O art. 31 do projeto, modificando o art. 20 da L. 11.343/2006, ainda determinaria a criação de especiais obrigações do poder público em relação ao usuário, sendo as principais: (a) realização de campanhas para diminuir o preconceito social que, porventura, recaiam sobre o usuário, e  (b) criação de locais públicos destinados ao consumo assistido de substâncias entorpecentes sob a supervisão de equipes de saúde.

Problemas: 

O deputado Jean Wyllys já se manifestou no sentido que o afastamento dos menores de "bocas" de tráfico de drogas seria um dos objetivos de seu projeto de lei, porém, a proibição do acesso de menores ao comércio legal de maconha, fomentaria a demanda por um mercado ilegal voltado, justamente, para este grupo de consumidores. Ademais, desde a legalização da maconha, provavelmente, o acesso de menores a produtos derivados da Cannabis seria facilitado, a exemplo do que acontece com bebidas alcoólicas e tabaco. Em suma, o tráfico de drogas ainda atuaria neste nicho de consumidores (menores de 18 anos), com uma agravante, a legalização, muito provavelmente, diminuiria a repressão ao tráfico de maconha, facilitando, ainda mais, o acesso.

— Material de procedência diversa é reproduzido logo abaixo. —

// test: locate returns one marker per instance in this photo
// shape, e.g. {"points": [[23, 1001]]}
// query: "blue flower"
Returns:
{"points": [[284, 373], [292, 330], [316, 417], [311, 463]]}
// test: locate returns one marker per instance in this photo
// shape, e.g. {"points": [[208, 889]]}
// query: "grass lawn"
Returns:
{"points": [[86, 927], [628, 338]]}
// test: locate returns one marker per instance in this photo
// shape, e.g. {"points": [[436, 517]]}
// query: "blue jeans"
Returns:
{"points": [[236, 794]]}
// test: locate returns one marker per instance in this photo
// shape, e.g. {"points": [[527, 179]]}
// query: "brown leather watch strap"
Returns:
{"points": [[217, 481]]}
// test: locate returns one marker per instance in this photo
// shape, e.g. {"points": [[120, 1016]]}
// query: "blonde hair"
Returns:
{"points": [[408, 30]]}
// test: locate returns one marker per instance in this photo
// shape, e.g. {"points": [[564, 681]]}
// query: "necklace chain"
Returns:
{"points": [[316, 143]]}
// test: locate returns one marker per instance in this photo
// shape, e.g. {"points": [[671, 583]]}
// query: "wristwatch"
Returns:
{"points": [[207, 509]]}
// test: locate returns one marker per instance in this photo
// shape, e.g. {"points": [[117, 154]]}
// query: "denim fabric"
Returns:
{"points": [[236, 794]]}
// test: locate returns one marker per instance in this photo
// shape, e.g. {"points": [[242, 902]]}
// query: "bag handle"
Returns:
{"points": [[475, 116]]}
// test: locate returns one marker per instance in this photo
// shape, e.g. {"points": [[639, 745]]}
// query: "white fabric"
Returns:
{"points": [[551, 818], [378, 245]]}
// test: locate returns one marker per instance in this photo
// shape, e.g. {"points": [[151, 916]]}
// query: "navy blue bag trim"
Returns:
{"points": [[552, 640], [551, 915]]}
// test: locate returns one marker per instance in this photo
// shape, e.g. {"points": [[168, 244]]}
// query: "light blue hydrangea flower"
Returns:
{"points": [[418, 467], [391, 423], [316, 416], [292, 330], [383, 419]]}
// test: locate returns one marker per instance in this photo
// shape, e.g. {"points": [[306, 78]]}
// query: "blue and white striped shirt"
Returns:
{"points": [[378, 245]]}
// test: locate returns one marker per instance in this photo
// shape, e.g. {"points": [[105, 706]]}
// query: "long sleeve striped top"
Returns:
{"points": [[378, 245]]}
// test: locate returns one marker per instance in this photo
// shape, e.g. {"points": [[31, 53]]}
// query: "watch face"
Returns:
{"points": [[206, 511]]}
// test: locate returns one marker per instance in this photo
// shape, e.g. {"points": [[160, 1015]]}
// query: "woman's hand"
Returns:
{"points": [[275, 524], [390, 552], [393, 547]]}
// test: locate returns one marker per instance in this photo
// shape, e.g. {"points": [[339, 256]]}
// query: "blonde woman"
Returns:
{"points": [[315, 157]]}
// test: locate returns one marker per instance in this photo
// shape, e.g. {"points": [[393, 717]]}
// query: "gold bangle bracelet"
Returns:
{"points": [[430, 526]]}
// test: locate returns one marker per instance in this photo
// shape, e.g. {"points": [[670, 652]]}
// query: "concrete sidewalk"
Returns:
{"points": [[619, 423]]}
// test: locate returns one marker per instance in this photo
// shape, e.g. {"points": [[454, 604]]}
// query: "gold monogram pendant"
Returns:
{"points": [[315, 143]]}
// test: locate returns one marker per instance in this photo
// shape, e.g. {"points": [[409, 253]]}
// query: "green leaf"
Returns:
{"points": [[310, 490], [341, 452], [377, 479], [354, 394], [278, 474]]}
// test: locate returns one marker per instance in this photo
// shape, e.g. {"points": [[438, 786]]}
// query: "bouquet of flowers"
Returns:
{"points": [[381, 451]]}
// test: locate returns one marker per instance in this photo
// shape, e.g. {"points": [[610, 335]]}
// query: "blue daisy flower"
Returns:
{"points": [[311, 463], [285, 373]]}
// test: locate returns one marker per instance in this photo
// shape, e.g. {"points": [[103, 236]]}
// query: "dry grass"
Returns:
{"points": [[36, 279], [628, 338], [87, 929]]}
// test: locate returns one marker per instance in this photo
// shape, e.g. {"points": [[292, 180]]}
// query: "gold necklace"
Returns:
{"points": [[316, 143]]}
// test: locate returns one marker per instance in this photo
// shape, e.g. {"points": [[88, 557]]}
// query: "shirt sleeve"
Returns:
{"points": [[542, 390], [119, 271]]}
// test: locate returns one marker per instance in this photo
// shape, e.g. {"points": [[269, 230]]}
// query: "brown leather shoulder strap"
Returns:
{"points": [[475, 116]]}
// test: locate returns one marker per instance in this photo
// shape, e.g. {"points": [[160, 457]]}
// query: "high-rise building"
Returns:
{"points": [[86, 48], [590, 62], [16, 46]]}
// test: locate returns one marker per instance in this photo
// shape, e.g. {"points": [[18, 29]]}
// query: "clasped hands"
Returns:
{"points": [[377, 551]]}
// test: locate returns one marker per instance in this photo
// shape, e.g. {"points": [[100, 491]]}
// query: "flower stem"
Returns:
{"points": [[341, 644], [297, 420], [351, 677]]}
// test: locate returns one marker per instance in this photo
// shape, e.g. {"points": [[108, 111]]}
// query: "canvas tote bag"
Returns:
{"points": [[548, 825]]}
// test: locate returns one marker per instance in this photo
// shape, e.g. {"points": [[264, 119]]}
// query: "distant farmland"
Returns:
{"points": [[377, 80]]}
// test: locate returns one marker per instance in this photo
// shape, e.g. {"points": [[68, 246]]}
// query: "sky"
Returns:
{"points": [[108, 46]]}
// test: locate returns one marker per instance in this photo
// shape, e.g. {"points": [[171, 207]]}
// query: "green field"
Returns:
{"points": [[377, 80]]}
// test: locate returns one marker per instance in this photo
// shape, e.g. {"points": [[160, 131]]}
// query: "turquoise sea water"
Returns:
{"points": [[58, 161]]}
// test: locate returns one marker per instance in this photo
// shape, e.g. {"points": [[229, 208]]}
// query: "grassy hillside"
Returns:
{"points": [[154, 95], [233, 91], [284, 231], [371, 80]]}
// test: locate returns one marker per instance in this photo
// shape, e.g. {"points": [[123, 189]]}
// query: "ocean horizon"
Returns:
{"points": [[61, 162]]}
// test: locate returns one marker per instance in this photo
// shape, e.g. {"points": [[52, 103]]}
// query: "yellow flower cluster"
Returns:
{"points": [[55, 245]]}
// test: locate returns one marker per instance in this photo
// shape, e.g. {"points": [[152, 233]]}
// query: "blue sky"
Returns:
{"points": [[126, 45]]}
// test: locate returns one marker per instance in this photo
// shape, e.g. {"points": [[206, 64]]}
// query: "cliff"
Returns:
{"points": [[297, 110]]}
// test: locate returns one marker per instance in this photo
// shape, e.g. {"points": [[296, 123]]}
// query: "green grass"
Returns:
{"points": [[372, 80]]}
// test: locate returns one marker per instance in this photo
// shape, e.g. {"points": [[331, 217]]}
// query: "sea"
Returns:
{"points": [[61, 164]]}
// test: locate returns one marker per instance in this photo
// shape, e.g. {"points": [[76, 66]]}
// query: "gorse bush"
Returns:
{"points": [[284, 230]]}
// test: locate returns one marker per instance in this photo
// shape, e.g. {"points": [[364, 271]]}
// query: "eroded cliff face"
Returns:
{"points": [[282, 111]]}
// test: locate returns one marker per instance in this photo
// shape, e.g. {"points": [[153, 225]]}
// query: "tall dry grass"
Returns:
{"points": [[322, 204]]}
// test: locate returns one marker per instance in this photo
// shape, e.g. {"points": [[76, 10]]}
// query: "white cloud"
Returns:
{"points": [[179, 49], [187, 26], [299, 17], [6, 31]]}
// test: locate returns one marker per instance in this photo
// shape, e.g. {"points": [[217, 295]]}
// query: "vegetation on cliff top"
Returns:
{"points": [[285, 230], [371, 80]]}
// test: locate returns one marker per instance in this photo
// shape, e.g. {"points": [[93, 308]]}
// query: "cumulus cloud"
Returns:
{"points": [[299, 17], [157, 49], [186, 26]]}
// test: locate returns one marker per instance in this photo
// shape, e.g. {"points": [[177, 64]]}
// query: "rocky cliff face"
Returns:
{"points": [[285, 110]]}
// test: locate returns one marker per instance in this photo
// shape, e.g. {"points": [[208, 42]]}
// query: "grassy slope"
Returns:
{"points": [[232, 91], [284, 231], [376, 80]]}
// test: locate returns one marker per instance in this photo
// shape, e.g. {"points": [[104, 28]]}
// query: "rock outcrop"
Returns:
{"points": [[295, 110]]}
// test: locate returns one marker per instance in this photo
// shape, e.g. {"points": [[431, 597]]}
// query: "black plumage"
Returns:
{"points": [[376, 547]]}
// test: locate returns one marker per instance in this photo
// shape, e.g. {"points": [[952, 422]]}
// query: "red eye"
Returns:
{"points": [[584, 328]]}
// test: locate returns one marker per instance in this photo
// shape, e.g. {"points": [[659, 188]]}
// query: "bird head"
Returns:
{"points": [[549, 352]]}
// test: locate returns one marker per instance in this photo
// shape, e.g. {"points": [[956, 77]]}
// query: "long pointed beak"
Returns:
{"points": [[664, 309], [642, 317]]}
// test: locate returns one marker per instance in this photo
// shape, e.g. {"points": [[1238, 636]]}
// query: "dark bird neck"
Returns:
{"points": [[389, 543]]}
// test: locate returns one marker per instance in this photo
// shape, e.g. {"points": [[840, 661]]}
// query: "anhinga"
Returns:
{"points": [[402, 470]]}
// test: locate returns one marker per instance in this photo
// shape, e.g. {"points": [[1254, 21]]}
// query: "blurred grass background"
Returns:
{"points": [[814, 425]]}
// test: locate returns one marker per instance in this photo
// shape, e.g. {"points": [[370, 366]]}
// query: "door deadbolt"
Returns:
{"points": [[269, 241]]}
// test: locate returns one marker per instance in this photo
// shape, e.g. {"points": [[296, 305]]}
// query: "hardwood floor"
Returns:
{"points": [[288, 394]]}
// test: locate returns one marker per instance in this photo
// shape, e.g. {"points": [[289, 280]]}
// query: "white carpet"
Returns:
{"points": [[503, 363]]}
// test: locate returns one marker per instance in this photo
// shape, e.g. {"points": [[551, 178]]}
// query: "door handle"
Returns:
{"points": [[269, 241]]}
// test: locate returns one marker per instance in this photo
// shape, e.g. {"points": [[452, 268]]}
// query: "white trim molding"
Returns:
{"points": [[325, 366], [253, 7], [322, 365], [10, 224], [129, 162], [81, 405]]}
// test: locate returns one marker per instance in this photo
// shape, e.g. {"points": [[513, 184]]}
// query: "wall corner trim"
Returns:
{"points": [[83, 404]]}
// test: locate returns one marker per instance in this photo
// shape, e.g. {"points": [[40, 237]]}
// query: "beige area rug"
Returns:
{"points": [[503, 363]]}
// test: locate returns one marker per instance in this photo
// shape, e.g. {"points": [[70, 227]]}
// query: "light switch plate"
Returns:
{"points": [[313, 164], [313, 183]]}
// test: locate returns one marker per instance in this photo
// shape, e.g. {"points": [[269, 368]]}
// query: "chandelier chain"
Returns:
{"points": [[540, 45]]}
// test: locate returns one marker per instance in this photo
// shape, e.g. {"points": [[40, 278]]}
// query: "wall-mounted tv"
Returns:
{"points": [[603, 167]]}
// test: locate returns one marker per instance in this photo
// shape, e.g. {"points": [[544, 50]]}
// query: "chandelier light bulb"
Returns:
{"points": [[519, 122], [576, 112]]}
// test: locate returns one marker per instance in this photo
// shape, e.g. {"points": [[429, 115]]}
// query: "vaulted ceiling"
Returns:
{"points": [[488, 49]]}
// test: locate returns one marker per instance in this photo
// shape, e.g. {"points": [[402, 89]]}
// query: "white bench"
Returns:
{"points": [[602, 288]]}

Outra questão parte do limite de 40g mensal por usuário. A vedação de qualquer registro de consumidores tornaria virtualmente impossível o controle deste consumo mensal. Aliás, permitiria o surgimento de cambistas da maconha, que comprando legalmente a substância - 40g de cada vez - poderia fomentar um comércio negro retroalimentado pelas unidades de venda no varejo. Na prática, portanto, o limite mensal não existe, pois o próprio projeto de lei inviabiliza qualquer forma de controle sobre os consumidores.

Outro ponto problemático é a criação de locais públicos de consumo assistido. A experiência holandesa, neste sentido, não se mostrou auspiciosa, em muito pela consequente deterioração do entorno. A Cracolância paulistana é um bom exemplo da degradação urbanística decorrente da criação de uma "área livre" para usuários. 

4. As alterações na L. n. 11.343/2006 desde o Projeto de Lei.

O Projeto de Lei n. 7.270/2014 propõe uma série de modificações na L. n. 11.343/2006, que além da descriminalização do tráfico de cannabis, implicaria numa parcial legalização de todas as drogas.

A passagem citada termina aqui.